Alberta currently produces about 4.3 million barrels of oil per day. Had the Northern Gateway, Keystone XL and Energy East pipelines been built, Alberta could now be producing and exporting an additional 2.5 million barrels of oil per day. The original Northern Gateway Pipeline — killed outright by the Justin Trudeau government — would have terminated in Kitimat. Smith is now talking about a pipeline that would terminate in Prince Rupert. This may obviate some of the concerns that Kitimat posed with oil tankers negotiating Douglas Channel, and their potential impacts on the marine environment.
One of the biggest hurdles to a pipeline to Prince Rupert may be B.C. Premier David Eby. The B.C. NDP government has a history of opposing oil pipelines with tooth and nail. Asked in a fireside chat by Peter Mansbridge how she would get around the B.C. problem, Smith confidently said: “I’ll convince David Eby.”
“I’m sensitive to the issues that were raised before,” she added. One of those concerns was emissions. But the Alberta government and oil industry has struck a grand bargain with Ottawa: pipelines for emissions abatement through carbon capture and storage.

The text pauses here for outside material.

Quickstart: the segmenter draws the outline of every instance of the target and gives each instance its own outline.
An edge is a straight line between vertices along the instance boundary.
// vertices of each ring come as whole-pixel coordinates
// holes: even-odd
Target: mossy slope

The industry and government propose multi-billion investments in CCUS. The Pathways Alliance project alone represents an investment of $10 to $20 billion. Smith noted that there is no economic value in pumping CO2 underground. It only becomes economically viable if the tradeoff is greater production and export capacity for Alberta oil. “If you couple it with a million-barrel-per-day pipeline, well that allows you $20 billion worth of revenue year after year,” she said. “All of a sudden a $20 billion cost to have to decarbonize, it looks a lot more attractive when you have a new source of revenue.” When asked about the Prince Rupert pipeline proposal, Eby has responded that there is currently no proponent, and that it is therefore a bridge to cross when there is actually a proposal. “I think what I’ve heard Premier Eby say is that there is no project and no proponent,” Smith said. “Well, that’s my job. There will be soon. “We’re working very hard on being able to get industry players to realize this time may be different.” “We’re working on getting a proponent and route.”

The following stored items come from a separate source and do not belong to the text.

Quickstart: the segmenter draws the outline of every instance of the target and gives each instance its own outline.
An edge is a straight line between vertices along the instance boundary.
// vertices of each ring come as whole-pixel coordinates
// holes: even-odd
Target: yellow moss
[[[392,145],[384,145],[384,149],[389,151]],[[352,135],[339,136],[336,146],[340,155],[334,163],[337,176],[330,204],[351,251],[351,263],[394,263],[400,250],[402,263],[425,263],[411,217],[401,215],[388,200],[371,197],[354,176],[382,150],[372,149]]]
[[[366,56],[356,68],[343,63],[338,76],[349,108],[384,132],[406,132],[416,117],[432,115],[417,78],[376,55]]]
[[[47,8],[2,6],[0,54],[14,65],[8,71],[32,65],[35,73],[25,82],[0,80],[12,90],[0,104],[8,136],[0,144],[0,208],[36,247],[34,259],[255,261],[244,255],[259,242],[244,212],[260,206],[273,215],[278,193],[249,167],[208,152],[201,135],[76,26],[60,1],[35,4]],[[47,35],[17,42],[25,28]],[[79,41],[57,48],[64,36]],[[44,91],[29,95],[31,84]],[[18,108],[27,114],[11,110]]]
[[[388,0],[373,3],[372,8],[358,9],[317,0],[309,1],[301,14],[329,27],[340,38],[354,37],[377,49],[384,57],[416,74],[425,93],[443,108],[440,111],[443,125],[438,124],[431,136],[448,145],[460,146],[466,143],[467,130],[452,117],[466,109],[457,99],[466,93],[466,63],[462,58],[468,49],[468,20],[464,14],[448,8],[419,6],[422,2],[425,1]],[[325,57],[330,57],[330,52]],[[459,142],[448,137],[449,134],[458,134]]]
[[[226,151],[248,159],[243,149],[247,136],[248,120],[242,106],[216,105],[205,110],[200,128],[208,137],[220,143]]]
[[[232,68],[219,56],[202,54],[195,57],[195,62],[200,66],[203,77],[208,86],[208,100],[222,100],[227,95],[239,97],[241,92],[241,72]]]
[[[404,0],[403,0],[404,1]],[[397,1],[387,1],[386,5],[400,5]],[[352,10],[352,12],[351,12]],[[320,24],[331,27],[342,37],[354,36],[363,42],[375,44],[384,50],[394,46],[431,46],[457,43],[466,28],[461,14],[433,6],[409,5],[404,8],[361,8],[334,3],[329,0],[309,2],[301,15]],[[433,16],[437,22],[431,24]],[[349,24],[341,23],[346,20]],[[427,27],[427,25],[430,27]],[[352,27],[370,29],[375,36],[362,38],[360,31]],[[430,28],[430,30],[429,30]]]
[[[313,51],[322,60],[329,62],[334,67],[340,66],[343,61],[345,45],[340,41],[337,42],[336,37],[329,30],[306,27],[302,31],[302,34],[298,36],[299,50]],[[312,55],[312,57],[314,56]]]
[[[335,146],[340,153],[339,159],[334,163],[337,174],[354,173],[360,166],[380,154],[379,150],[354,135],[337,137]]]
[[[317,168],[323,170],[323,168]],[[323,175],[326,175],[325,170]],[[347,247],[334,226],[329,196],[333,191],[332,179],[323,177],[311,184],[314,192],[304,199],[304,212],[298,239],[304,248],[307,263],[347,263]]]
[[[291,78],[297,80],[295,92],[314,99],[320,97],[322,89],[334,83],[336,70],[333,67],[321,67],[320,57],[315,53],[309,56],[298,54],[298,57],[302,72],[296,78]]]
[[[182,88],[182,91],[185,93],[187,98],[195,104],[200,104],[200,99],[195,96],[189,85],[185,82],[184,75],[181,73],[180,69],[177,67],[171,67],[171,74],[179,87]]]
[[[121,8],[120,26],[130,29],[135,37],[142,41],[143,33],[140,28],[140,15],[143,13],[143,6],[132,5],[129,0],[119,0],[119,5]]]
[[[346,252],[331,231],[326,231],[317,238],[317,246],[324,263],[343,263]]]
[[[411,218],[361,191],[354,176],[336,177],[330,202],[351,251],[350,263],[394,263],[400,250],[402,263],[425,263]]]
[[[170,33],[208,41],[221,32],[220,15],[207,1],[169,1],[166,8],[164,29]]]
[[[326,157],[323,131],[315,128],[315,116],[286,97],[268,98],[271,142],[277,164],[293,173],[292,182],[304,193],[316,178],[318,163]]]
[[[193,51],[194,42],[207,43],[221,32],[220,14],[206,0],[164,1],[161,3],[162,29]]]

At a number of sessions during the conference, Mansbridge has repeatedly asked speakers about the Alberta secession movement, and whether it might scare off investment capital. Alberta has been using the threat of secession as a threat if Ottawa does not address some of the province’s long-standing grievances. Smith said she hopes Carney takes it seriously. “I hope the prime minister doesn’t want to test it,” Smith said during a scrum with reporters. “I take it seriously. I have never seen separatist sentiment be as high as it is now. “I’ve also seen it dissipate when Ottawa addresses the concerns Alberta has.” She added that, if Carney wants a true nation-building project to fast-track, she can’t think of a better one than a new West Coast pipeline. “I can’t imagine that there will be another project on the national list that will generate as much revenue, as much GDP, as many high paying jobs as a bitumen pipeline to the coast.”